Cerita Anak - Mandikan Saya Bunda
MANDIKAN AKU BUNDA
Ini kisah duka tentang kehidupan kita sebagai seorang ibu dan perempuan karir, semoga sanggup diambil hikmahnya baik yang sudah berkeluarga maupun yang masih single. Saya spesialuntuk ingin bertutur tentang seorang teman bersahabat aku. Sebut saja Rani namanya.
Semasa kuliah ia tergolong ber otak cemerlang dan mempunyai idealisme yang tinggi. pertama perilaku dan konsep dirinya sudah terang : meraih yang terbaik, baik itu dalam bidang akademis maupun bidang profesi yang akan digelutinya.
Ketika Universitas mengirim kami untuk mempelajari Hukum Internasional di Universiteit Utrecht, di negeri bunga tulip, beruntung Rani terus melangkah. Sementara aku, lebih menentukan merampungkan pendidikan kedokteran dan berpisah dengan seluk beluk aturan dan perundangan. Beruntung pula, Rani menerima pendamping yang "setara " dengan dirinya, sama-sama berprestasi, meski tidak sama profesi.
ALIFYA, buah cinta mereka lahir ketika Rani gres saja diangkat sebagai staf Diplomat bertepatan dengan tuntasnya suami Rani meraih PhD. Konon nama putera mereka itu diambil dari aksara pertama hijaiyah "ALIF" dan aksara terakhir "YA", jadilah nama yang lezat didengar : Alifya. Tentunya filosofi yang mendasari pemilihan nama ini seindah namanya pula. Ketika Alif, panggilan untuk puteranya itu berusia 6 bulan, kesibukan Rani semakin menggila saja. Frekuensi terbang dari satu kota ke kota lain dan dari satu negara ke negara lain makin meninggi.

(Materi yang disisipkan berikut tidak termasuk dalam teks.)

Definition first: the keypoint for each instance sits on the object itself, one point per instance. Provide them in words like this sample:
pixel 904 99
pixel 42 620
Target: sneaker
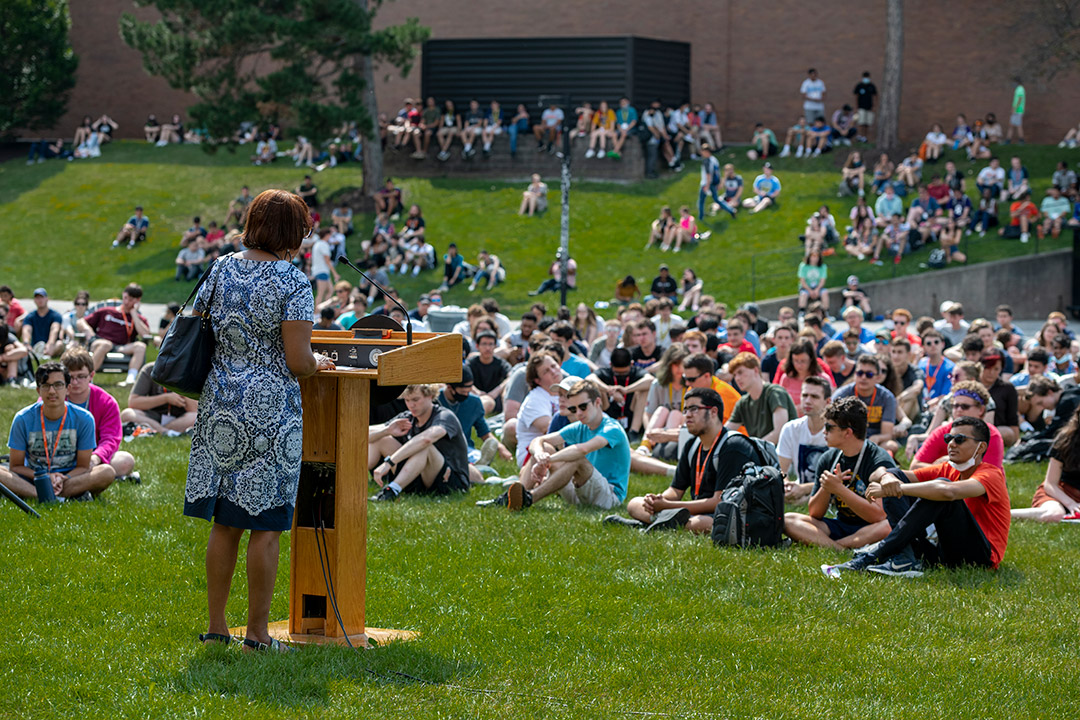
pixel 487 451
pixel 898 567
pixel 625 521
pixel 386 494
pixel 669 519
pixel 517 497
pixel 860 564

Saya pernah bertanya, "Tidakkah si Alif terlalu kecil untuk ditinggal?"
melaluiataubersamaini sigap Rani menjawaban: "Saya sudah mempersiapkan segala sesuatunya, Everything is ok." Dan itu betul-betul ia buktikan.

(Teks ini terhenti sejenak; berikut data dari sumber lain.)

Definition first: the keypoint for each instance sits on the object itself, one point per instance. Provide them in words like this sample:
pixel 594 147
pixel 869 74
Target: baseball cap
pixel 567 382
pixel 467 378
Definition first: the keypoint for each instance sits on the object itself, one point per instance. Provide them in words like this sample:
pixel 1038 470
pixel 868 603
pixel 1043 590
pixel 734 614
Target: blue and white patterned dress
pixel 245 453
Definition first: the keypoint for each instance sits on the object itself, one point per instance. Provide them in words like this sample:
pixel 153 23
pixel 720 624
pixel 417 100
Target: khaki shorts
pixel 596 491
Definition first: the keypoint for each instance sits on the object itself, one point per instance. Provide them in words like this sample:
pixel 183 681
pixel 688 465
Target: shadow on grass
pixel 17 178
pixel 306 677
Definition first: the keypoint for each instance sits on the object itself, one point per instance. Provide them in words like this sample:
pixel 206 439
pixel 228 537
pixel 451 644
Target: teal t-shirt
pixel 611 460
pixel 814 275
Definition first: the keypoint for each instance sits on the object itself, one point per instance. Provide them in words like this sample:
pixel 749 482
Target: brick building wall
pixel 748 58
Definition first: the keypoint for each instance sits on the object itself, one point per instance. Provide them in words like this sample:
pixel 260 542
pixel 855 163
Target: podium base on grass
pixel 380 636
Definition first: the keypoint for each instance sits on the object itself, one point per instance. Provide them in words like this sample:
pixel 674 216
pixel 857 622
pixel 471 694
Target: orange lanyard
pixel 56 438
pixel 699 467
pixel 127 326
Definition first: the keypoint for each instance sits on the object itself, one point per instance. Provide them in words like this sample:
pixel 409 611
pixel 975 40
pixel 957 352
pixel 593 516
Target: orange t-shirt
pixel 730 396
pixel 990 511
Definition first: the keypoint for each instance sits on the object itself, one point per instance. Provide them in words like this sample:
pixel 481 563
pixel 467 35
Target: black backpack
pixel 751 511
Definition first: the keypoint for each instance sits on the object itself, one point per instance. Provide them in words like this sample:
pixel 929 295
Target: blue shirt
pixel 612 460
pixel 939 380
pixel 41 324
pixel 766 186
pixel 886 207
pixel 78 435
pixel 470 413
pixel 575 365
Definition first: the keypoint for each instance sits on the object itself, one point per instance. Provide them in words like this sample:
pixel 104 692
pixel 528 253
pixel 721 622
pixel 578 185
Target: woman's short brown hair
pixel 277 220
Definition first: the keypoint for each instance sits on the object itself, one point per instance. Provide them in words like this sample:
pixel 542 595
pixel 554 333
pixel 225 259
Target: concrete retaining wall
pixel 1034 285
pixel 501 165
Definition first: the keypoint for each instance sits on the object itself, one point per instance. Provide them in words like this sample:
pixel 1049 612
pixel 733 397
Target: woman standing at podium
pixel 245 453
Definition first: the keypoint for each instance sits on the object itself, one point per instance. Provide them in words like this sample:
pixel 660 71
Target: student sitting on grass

Perawatan dan perhatian anaknya walaupun lebih banyak dilimpahkan ke baby sister betul-betul mengagumkan. Alif tumbuh menjadi anak yang lincah, cerdas dan pengertian. Kakek neneknya selalu memompakan pujian kepada cucu semata wayang itu tentang ibu-bapaknya.
" misallah ayah-bunda Alif jika Alif besar nanti."

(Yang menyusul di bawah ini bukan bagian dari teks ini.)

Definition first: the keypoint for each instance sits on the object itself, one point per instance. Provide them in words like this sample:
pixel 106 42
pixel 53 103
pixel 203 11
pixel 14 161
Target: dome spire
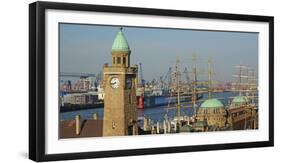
pixel 120 42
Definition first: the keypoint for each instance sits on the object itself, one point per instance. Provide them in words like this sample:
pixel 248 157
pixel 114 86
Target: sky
pixel 85 48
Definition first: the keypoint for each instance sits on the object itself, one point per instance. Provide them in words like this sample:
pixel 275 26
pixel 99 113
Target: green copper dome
pixel 212 103
pixel 240 99
pixel 120 43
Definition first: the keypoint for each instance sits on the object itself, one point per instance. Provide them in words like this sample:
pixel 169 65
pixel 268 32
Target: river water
pixel 154 113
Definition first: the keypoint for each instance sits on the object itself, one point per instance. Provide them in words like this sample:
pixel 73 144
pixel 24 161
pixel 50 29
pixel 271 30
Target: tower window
pixel 130 99
pixel 118 60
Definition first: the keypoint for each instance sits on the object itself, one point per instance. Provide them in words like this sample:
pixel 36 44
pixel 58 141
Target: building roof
pixel 89 128
pixel 212 103
pixel 200 124
pixel 240 99
pixel 120 43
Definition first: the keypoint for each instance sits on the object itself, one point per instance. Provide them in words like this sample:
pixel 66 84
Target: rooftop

Begitu selalu nenek Alif, ibunya Rani bertutur disela-sela dongeng menjelang pulasnya. Tidak salah memang. Siapa yang tidak ingin mempunyai anak atau cucu yang berhasil dalam bidang akademis dan pekerjaannya.
Saya pernah bertanya, "Tidakkah si Alif terlalu kecil untuk ditinggal?"
melaluiataubersamaini sigap Rani menjawaban: "Saya sudah mempersiapkan segala sesuatunya, Everything is ok." Dan itu betul-betul ia buktikan.
Perawatan dan perhatian anaknya walaupun lebih banyak dilimpahkan ke baby sister betul-betul mengagumkan. Alif tumbuh menjadi anak yang lincah, cerdas dan pengertian. Kakek neneknya selalu memompakan pujian kepada cucu semata wayang itu tentang ibu-bapaknya.
" misallah ayah-bunda Alif jika Alif besar nanti."
Begitu selalu nenek Alif, ibunya Rani bertutur disela-sela dongeng menjelang pulasnya. Tidak salah memang. Siapa yang tidak ingin mempunyai anak atau cucu yang berhasil dalam bidang akademis dan pekerjaannya.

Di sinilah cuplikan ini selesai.